Player organizations waging war on each other is the content. However, you can't have all ship pew-pewers to win wars and hold territory. In fact, that's actually a small part of it (time-wise, anyway). You have to have massive logistics and production... all done by players. Those 20 capital ships that were lost? All built by players. They arrived at the battlefield by players both flying them there and other players who have to fly other ships to the destination to open up jump points for the capitals to jump to (fly through enemy space to get there). Those 50 battleships that were lost? All built by players. To build all those things, you have to mine (or buy from someone who did) minerals from asteroids, minerals mined from moons (requires a station to do that), and your systems can only be 'yours' if you have sovereignity, which requires stations that must be set up and defended.
Yeah... Eve is complex. But, there are those of us who like complex games. It's not for everyone and "that's OK".
One thing that's really nice about Eve... I can play heavily for a day or two and then not play at all for a week or even longer and not have any withdrawal or even think about the game if I don't want to. The only thing really requiring a player to log in is if you make money in the game by running missions. If you have an industrialist, you can make money while not logged in (buy materials and sell your player-made goods on the market while you're offline).

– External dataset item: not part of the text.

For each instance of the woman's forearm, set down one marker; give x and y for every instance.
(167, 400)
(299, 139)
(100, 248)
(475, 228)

You also advance your character even when not logged in. So, when I went on vacation for 10 days over the recent holidays, I had zero withdrawal from the game, didn't log in a single time over those holidays, and didn't worry or really even think about the game at all. When I got back, I had more money than when I logged out before my vacation and a new skill almost completed so I had something new and shiny to play with when I logged in next. Plus, stuff that I had set up to build while I was gone was built and ready for me to use/sell.